Albums to listen to before you die: Jeff Buckley and the Sin-e Cafe

Miles Feldman on September 12th, 2025

Lines stretched around the block in East Village Manhattan. The people were waiting for a small coffee house to open, not for coffee but to see an angel fall to Earth. A man equipped with a soaring Telecaster and a choir of a voice. 

Jeff Buckley developed an eclectic music taste of hard rock, soul, funk, folk, and South Asian vocals. He developed his own style of guitar playing and singing based on these influences with the panache of Robert Plant, the rhythm of Nina Simone, and the poetry of Bob Dylan. Buckley established a residency at the Sin-e Cafe in 1992, two years before he would grace the mainstream. He would establish a cult following of fans who would come see him perform at the dingy little coffee bar. Soon he would sign to Columbia Records. Columbia recorded many hours of his performances and released them after Buckley’s death in 1997.

“If You See Her Say Hello” is a Bob Dylan song from his 1975 album “Blood on the Tracks,” which Buckley covers. The Dylan song arrives near the end of the lost love narrative of his breakup album. Dylan sings the song’s heartbroken lyrics with his typical carelessness, but Buckley turns the loveless resilience of Dylan’s musings and turns it into an anthem of lost teen love. Buckley turns the weight of heartbreak into a soaring bird flying over New York City.

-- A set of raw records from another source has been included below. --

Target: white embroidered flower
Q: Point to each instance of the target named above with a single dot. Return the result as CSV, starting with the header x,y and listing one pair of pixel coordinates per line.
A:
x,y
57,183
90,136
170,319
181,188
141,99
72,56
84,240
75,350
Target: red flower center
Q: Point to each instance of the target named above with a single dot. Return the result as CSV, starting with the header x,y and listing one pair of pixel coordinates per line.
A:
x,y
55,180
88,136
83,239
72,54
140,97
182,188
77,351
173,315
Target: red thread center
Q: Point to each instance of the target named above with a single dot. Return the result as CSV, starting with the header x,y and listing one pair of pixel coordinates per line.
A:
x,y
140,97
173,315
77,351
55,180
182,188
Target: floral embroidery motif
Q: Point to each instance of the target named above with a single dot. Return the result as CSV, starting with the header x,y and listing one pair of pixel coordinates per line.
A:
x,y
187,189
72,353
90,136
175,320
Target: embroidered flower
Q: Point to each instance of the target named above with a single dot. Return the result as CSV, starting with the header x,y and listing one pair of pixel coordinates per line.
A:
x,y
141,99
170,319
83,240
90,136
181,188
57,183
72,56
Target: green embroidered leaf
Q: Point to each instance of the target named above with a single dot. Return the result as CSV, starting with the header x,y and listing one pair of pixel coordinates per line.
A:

The song that would create the most buzz from this record is the cover of Van Morrison’s “The Way Young Lovers Do.” Buckley employs quite a few vocal techniques to amplify the two minute long song into a 10 minute epic. A simple song about going on a walk with a lover is given the emotional weight of any soap opera in the last few decades. This song is hands down Buckley’s greatest vocal performance. 

The record closes with a cover of Leonard Cohen’s “Hallelujah.” It’s a song that was moderately popular before Buckley’s assortment of cover versions, but after Buckley put his hand in the ring the song skyrocketed in popularity. Buckley takes the croaky voiced Cohen original and injects his songbird tenor into the lyrics musing on faith and love. The version on “Live at Sin-e” is 10 minutes of a man and his guitar, faith and music and where they collide. Buckley creates a ten minute symphony, I can’t think of a better way to end an album.

Buckley would turn some of the songs that appear on the EP “Live at Sin-e” into complete musical statements on his only studio album “Grace.” Songs like “Last Goodbye,” “Mojo Pin,” and “Hallelujah,” became Buckley’s defining statements and part of rock ‘n’ roll canon. Buckley didn’t know at the time that “Grace” would be his last complete musical statement, and how impactful and beloved it would become.